Brad: "That's a riff that just fell out of the sky – all of a sudden there's Joe playing this riff and it was just, 'We've got to finish this! We've got to figure out something!' I think Steven lost his first set of lyrics, he left them in a taxi or something, and he came up with a whole new idea for the lyrics and that was that."
Joe: "That one I kind of planned around the fact that I was always interested in funk, from the really laid back funk of The Meters to the high energy funk of James Brown and everything in between, whether it's Sly or the Funkadelics or whatever, and I was always interested in incorporating it into rock. I can remember thinking, 'Rather than cover someone else's, why don't I write my own?' So whether that came out showing the colours that I intended it to – I don't know if it's true blue funk or what – but in my head that's how it came out that day."
TG: It obviously worked really well later on for hip-hop, too…
Joe: "Yeah well it was 1975 or '76, so I think it was dangerously close to disco! It was kind of a flirtation, that being a hard rocker in those days you didn't mention the words 'disco' and 'good music' in the same sentence!"
Stairway to (riff) heaven
TG: Is there a particular way you go about creating a riff?
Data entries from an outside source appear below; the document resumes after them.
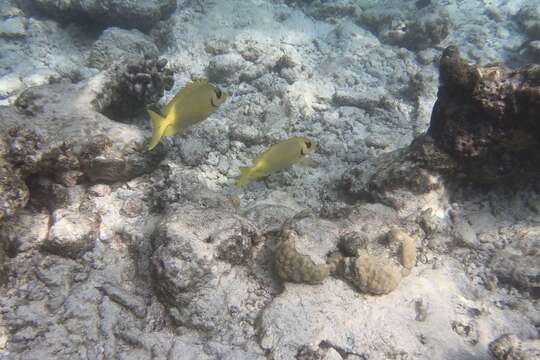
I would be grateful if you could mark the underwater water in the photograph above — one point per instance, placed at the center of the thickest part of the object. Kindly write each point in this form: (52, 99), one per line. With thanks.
(269, 179)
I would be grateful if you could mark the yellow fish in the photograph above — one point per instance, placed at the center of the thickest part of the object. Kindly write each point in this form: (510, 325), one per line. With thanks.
(192, 104)
(278, 157)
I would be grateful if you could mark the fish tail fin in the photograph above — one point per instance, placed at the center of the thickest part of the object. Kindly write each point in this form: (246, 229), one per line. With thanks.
(159, 125)
(244, 177)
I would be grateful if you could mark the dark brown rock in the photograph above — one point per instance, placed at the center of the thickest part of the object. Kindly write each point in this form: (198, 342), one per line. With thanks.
(487, 119)
(59, 130)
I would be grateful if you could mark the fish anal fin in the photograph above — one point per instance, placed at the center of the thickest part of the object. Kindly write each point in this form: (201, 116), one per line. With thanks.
(159, 125)
(244, 177)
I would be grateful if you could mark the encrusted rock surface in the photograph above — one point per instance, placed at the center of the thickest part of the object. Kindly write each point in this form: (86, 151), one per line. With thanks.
(129, 14)
(58, 131)
(486, 118)
(173, 262)
(115, 43)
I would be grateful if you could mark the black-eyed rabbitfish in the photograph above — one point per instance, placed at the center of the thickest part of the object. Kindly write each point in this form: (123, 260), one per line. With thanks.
(192, 104)
(278, 157)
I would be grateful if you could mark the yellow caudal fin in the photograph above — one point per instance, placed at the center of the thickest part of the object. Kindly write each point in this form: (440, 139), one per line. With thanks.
(244, 177)
(159, 127)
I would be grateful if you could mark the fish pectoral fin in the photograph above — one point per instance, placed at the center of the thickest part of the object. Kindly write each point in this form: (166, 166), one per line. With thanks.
(170, 131)
(244, 177)
(309, 163)
(159, 126)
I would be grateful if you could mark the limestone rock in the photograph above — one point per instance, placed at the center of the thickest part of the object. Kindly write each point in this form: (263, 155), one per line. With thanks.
(115, 43)
(57, 130)
(194, 253)
(13, 27)
(374, 275)
(128, 14)
(25, 231)
(71, 234)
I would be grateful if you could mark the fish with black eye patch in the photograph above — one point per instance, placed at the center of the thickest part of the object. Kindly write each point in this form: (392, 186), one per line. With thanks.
(278, 157)
(192, 104)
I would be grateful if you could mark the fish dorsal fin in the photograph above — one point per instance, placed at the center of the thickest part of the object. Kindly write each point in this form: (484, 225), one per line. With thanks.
(189, 87)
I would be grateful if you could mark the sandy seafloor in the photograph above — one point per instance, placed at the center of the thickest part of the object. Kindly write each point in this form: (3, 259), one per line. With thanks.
(340, 72)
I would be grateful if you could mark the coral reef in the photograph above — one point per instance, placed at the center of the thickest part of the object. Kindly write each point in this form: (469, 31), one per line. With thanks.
(110, 251)
(485, 118)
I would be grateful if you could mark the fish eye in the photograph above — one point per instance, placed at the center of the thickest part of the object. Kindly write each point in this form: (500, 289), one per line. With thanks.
(219, 93)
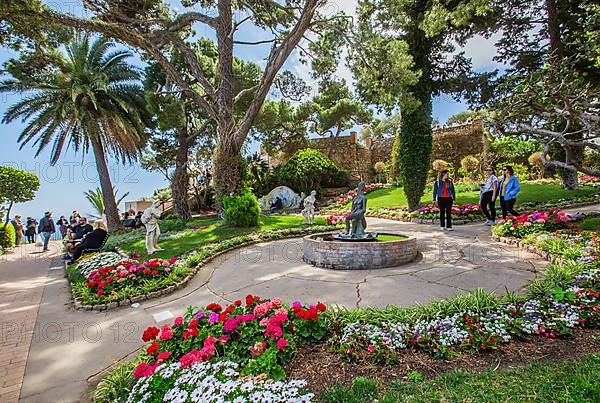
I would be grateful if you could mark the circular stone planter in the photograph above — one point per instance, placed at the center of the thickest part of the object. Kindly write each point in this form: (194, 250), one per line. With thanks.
(321, 251)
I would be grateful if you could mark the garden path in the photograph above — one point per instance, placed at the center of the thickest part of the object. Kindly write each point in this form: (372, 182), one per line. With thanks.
(23, 272)
(71, 349)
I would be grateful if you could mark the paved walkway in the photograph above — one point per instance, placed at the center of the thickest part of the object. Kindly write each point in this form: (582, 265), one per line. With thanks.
(71, 349)
(22, 278)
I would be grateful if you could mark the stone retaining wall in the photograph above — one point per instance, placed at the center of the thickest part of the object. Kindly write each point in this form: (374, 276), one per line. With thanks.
(340, 255)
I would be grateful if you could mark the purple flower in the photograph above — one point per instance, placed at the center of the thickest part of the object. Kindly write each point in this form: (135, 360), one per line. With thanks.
(213, 318)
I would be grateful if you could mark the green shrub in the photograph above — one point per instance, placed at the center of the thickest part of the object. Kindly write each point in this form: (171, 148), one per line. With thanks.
(242, 210)
(7, 236)
(310, 169)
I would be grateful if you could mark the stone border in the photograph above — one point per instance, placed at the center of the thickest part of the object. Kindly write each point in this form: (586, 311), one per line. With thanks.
(344, 255)
(79, 306)
(530, 248)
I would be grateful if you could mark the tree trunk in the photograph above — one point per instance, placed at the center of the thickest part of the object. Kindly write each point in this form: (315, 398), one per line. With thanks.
(333, 141)
(228, 171)
(180, 181)
(569, 178)
(111, 211)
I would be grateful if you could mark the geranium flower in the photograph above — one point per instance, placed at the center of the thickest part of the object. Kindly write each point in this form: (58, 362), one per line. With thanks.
(150, 333)
(281, 344)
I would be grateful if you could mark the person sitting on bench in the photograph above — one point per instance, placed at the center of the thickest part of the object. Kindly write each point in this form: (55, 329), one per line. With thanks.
(91, 241)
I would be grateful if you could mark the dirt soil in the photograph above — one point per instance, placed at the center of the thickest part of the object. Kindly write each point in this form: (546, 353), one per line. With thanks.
(323, 369)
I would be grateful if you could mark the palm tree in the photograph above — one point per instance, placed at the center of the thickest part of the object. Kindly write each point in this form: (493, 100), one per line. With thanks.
(89, 98)
(96, 199)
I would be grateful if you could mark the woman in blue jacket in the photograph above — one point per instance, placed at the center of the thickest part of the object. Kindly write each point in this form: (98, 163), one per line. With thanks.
(509, 189)
(443, 191)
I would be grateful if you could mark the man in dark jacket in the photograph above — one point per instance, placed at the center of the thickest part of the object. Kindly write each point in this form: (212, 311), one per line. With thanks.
(47, 228)
(91, 241)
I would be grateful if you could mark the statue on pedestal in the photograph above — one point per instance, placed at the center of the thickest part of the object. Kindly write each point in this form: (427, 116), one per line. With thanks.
(356, 219)
(309, 207)
(150, 220)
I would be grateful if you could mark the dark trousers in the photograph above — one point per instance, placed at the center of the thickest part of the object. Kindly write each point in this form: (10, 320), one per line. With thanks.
(445, 205)
(508, 206)
(488, 206)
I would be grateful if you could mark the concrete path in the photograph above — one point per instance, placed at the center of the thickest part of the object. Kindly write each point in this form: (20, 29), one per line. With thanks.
(22, 278)
(71, 349)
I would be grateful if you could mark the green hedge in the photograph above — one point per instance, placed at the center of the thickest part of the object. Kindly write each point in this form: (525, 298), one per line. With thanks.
(310, 169)
(242, 210)
(7, 236)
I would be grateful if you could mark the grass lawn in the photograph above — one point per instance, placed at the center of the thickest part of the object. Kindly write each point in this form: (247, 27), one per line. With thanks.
(394, 197)
(180, 237)
(564, 382)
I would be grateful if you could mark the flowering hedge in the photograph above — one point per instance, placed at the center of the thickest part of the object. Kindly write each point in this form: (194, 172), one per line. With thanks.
(552, 316)
(218, 381)
(530, 223)
(87, 263)
(126, 273)
(260, 335)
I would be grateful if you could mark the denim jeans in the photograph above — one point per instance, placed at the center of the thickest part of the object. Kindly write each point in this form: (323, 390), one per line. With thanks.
(46, 236)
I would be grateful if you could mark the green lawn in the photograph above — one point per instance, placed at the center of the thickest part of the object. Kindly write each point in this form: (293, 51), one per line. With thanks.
(181, 237)
(394, 197)
(565, 382)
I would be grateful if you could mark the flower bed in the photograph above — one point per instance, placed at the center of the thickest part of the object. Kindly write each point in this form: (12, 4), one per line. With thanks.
(148, 286)
(209, 345)
(530, 223)
(553, 315)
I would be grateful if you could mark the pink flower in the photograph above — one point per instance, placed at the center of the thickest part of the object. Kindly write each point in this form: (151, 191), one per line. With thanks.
(166, 333)
(281, 344)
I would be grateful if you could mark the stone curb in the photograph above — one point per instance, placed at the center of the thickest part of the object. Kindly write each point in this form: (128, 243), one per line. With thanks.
(78, 302)
(530, 248)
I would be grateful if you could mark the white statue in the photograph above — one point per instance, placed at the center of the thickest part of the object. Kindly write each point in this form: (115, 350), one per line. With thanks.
(309, 207)
(150, 220)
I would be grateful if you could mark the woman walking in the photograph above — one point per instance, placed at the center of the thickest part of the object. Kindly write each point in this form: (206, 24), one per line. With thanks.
(63, 226)
(30, 231)
(47, 228)
(443, 191)
(509, 190)
(489, 191)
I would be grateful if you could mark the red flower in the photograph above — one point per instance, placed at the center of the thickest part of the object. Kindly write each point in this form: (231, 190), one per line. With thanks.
(152, 348)
(163, 356)
(150, 333)
(214, 307)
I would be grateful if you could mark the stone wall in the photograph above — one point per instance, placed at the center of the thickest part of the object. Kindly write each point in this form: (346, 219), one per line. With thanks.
(452, 144)
(449, 143)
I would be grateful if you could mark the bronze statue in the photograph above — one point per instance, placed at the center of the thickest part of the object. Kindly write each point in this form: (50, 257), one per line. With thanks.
(357, 214)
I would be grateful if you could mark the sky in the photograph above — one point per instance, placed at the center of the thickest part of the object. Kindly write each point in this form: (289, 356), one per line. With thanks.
(63, 185)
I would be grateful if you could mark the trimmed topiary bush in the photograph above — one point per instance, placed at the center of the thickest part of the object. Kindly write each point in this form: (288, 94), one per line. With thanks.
(242, 210)
(7, 236)
(310, 169)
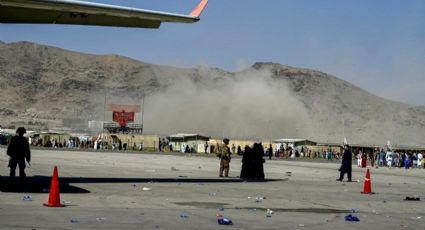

Joe: "For me, a lot of it is picking up a different guitar, let's say try and play heavy metal on an acoustic guitar, attack things from a totally different way, and that tends to inspire some different sounds or a rhythm. A lot of it comes from the rhythm of things first. If it doesn't make your hips move I haven't got much use for it."
TG: What riffs do you most enjoy playing live?
Joe: "'Back In The Saddle' – I never realised what a good riff that was, or at least how much it satisfied me. And when we play it live it comes across much better than I ever expected it to."
Brad: "I love 'Combination', 'Get The Lead Out', 'Sick As A Dog' – really fun to play and just fun to listen to. I'm always kind of arguing with the band. We were doing some songs yesterday and I was like, 'Why are we playing these songs?' They were songs from the 90s and I'm like, 'Man, I want to do the 70s stuff!'"
What riffs by other guitarists have inspired you?
Brad: "I get inspired by almost anybody – man there's lot of inspiration out there if you wanna find it. I'm just listening to the new Jeff Beck record and that guy just slays me!"
Joe: "Some of the best rock riffs ever written were by Jimmy Page, and I can't really name the songs but some of the stuff he did on his first and second records is beyond brilliant."